# Sieg SC4 cross slide



## 6061T6 (Oct 5, 2021)

Hello,
does anyone know the dimensions of the sieg SC4 cross slide screw? I thought it may be M10 1.25 but it doesn't seem to work with a nut of that size.
it IS metric, isn't it? is it a non-standard size?


----------



## catsparadise (Oct 6, 2021)

Just a thought - is it left hand thread? In the exploded diagram I've found, the cross slide nut is bolted to the cross slide, the screw mount is fixed to the saddle. If the handle rotates clockwise to drive the slide away from the operator (deeper cut depth) that makes sense.


----------



## homebrewed (Oct 6, 2021)

It probably is left handed.  The pitch depends on whether or not it is a metric or imperial machine.  20TPI if imperial.  If metric it won't be some odd pitch because it determines how much the cross slide advances per turn.  I wouldn't want one that advances 1.25mm/turn and you probably don't either .


----------



## 6061T6 (Oct 6, 2021)

catsparadise said:


> Just a thought - is it left hand thread? In the exploded diagram I've found, the cross slide nut is bolted to the cross slide, the screw mount is fixed to the saddle. If the handle rotates clockwise to drive the slide away from the operator (deeper cut depth) that makes sense.

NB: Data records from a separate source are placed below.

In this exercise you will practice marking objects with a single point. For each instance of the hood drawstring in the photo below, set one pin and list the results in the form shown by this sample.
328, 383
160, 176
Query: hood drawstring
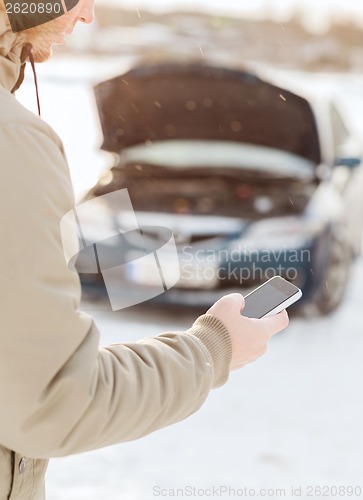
32, 62
27, 54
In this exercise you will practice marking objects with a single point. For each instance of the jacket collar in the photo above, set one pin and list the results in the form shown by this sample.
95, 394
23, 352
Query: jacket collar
12, 56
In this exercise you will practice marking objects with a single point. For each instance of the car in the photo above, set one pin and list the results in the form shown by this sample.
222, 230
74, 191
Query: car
251, 178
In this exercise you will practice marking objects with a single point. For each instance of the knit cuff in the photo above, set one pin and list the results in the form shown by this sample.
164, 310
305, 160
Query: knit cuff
215, 337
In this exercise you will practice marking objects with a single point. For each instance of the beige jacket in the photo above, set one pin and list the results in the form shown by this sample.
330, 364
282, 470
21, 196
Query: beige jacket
60, 393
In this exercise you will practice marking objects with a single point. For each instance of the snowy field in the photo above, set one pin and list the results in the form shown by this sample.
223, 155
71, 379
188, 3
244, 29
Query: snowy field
291, 420
294, 418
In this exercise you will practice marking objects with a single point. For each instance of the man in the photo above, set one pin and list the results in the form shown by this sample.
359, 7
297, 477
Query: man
59, 392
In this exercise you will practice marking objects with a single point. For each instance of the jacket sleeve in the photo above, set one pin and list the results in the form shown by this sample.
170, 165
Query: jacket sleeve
60, 393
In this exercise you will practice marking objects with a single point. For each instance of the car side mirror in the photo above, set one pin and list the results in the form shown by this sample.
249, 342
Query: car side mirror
349, 154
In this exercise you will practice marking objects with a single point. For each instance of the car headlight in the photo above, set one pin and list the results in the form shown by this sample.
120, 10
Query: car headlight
279, 233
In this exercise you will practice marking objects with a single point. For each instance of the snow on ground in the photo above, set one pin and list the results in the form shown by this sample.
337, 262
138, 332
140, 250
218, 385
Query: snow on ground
292, 419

That’s exactly correct! Thanks.


homebrewed said:


> It probably is left handed.  The pitch depends on whether or not it is a metric or imperial machine.  20TPI if imperial.  If metric it won't be some odd pitch because it determines how much the cross slide advances per turn.  I wouldn't want one that advances 1.25mm/turn and you probably don't either .



it is a Chinese machine so almost certainly metric. The hand dials are imperial to service the US market so it passes off as 20tpi. But I’d like to be sure of course. 

btw I am converting it to an electronic lead screw — Z axis is done. Was now in the process of doing the X axis so everything is automatic and I can cut tapers, curves etc.
It doesnt matter anymore if any measurement is imperial or metric. And no change gears of course.


----------



## homebrewed (Oct 6, 2021)

6061T6 said:


> That’s exactly correct! Thanks.
> 
> 
> it is a Chinese machine so almost certainly metric. The hand dials are imperial to service the US market so it passes off as 20tpi.


Do the dials indicate 0 to 50 or 0 to 40?  If the feed screw is 1mm the carriage will advance ***almost*** .040"/turn.....  I mean, who's going to quibble about being short by .0006299"/turn


----------



## 6061T6 (Oct 6, 2021)

homebrewed said:


> Do the dials indicate 0 to 50 or 0 to 40?  If the feed screw is 1mm the carriage will advance ***almost*** .040"/turn.....  I mean, who's going to quibble about being short by .0006299"/turn


0 to 50. 
I will be using the feed screw as a positioning indicator so the errors will add up over many rotations, say if I was turning down a large diameter.


----------